The award of $150 for nursing services performed by claim*370ant’s wife was proper and is supported by substantial evidence (Matter of Leskin v Savin Constr. Co., 21 AD2d 717; Matter of Haeusser v Schaefer Brewing Co., 19 AD2d 944; Matter of Berkowitz v Highmount Hotel, 281 App Div 1000). The amount of the award, however, must be paid only to the claimant. (Workmen’s Compensation Law, §§ 25, 33.)

The board correctly found that claimant is not entitled to be provided with an automobile for travel to and from work.
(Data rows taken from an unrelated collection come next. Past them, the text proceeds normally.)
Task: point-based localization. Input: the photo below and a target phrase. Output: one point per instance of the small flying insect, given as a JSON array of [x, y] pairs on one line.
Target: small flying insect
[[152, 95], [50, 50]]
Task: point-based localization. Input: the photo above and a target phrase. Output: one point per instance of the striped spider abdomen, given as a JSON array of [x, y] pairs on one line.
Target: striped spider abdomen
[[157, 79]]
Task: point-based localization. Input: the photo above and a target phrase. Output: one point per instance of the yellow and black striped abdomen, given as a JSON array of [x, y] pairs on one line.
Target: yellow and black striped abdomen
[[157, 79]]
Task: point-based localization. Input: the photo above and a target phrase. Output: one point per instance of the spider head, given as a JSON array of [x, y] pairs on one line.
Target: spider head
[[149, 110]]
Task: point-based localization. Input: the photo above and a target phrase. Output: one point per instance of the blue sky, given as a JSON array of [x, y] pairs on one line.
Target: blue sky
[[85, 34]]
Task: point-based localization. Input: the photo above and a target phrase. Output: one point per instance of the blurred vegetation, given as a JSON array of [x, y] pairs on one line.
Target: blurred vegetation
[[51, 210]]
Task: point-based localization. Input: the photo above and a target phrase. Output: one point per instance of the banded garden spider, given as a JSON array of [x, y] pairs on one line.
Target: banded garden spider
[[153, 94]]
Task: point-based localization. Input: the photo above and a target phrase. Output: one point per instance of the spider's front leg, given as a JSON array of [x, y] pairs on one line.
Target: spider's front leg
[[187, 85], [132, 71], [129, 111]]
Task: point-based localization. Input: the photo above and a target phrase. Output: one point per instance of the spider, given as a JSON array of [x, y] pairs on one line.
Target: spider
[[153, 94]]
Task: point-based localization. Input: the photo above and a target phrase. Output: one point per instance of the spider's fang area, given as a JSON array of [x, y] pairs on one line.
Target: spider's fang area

A motor vehicle is not a medical apparatus or device within the scope of section 13 of the Workmen’s Compensation Law (Matter of De Croix v Sumergrade & Sons, 20 AD2d 735; Matter of Carniato v Wheeler Corp., 7 AD2d 328).

The decision should be modified so as to provide for payment of award for nursing services directly to claimant, and, as so modified, affirmed.






Dissenting Opinion

Reynolds, J. (dissenting).

In my opinion there is no substantial evidence to support the finding that claimant was an employee of the union and the method used to establish the average weekly wage was unconscionable and illegal.

Herlihy, P. J., Greenblott and Main, JJ., concur with Koreman, J.; Reynolds, J., dissents and votes to reverse in an opinion.

Decision modified so as to provide for payment of the award for nursing services directly to claimant, and, as so modified, affirmed, without costs.